Current Army operations in Iraq, primarily those in the larger cities such as Baghdad and Mosul require that our wheeled vehicle drivers be well versed in congested traffic driving techniques: Although we employ measures to keep local traffic away from our vehicles and convoys such as distance warning signs and hand and arm signals, the local population does not always obey. Unless Soldiers are from a large city or have experience driving in heavy urban traffic, they are learning on the fly. Even the most experienced driver will need training to overcome the dangers of driving in a hostile environment. The Army needs to develop a "train-the-trainer" course in evasive and defensive driving techniques, to include practical exercises, for our unit master drivers to follow when conducting training for the inexperienced younger Soldiers prior to their deployment.

Both AR 600-55, the Army Driver and Operator-Standardization Program (Selection, Training, Testing, and Licensing), and FM 21-305, the Manual for the Wheeled Vehicle Driver, are deficient in addressing evasive driver training.
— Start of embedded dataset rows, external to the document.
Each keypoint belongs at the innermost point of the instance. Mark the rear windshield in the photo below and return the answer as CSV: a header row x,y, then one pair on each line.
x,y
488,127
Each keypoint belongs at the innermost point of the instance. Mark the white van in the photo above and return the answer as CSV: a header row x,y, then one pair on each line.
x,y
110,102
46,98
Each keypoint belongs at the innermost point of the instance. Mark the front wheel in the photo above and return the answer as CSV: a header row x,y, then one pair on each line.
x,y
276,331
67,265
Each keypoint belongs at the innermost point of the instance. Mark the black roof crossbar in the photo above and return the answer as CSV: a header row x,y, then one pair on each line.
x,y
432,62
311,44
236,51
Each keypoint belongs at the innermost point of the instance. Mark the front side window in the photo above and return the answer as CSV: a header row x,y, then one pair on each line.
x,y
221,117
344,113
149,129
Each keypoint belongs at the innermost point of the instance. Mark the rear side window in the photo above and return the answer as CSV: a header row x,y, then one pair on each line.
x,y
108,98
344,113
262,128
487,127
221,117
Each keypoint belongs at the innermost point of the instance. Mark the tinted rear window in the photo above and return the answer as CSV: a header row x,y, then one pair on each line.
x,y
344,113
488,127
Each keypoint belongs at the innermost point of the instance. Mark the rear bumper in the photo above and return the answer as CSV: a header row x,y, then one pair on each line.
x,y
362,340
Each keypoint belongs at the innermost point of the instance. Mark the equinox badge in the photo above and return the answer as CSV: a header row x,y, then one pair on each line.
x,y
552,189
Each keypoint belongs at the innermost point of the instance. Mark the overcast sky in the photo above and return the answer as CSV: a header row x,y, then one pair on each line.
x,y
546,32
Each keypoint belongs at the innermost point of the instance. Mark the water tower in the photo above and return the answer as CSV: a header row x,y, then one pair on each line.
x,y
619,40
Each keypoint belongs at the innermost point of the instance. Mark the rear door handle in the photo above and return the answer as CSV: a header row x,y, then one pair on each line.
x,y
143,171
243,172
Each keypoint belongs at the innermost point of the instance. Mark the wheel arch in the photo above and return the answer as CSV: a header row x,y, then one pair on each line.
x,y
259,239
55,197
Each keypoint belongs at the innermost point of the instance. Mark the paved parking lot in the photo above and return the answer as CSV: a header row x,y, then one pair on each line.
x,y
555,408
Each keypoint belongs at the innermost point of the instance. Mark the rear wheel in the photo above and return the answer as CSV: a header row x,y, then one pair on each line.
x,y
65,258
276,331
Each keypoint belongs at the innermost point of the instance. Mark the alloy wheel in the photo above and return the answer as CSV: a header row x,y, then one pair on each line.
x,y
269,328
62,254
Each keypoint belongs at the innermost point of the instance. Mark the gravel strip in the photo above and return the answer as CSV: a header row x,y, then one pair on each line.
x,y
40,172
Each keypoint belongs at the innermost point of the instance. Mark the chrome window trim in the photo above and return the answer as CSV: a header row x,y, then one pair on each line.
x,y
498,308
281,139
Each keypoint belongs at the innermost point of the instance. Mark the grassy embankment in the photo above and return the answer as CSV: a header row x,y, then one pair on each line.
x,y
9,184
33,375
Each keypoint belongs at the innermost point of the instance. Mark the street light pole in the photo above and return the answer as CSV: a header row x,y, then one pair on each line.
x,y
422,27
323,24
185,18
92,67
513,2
The only training resource available to unit commanders for evasive/defensive driving techniques can be found on the U.S. Army Combat Readiness Training Center Web site in the "Driver's Training Tool Box ( toolbox/ evoTrainingManual.aspx). The site has a copy of the Emergency Vehicle Operators Training Manual, a training manual developed by civilian law enforcement activities, and there are examples of courses taught to Military Police (MP) students. MP driving courses are taught in accordance with AR 600-55 as indicated by the following excerpt:

"Emergency vehicle operators must complete an emergency vehicle training program prior to assuming operator duties, and every 3 years thereafter. This training will include instruction in the subjects outlined in appendix H and will be annotated on DA Form 348, section III, upon completion."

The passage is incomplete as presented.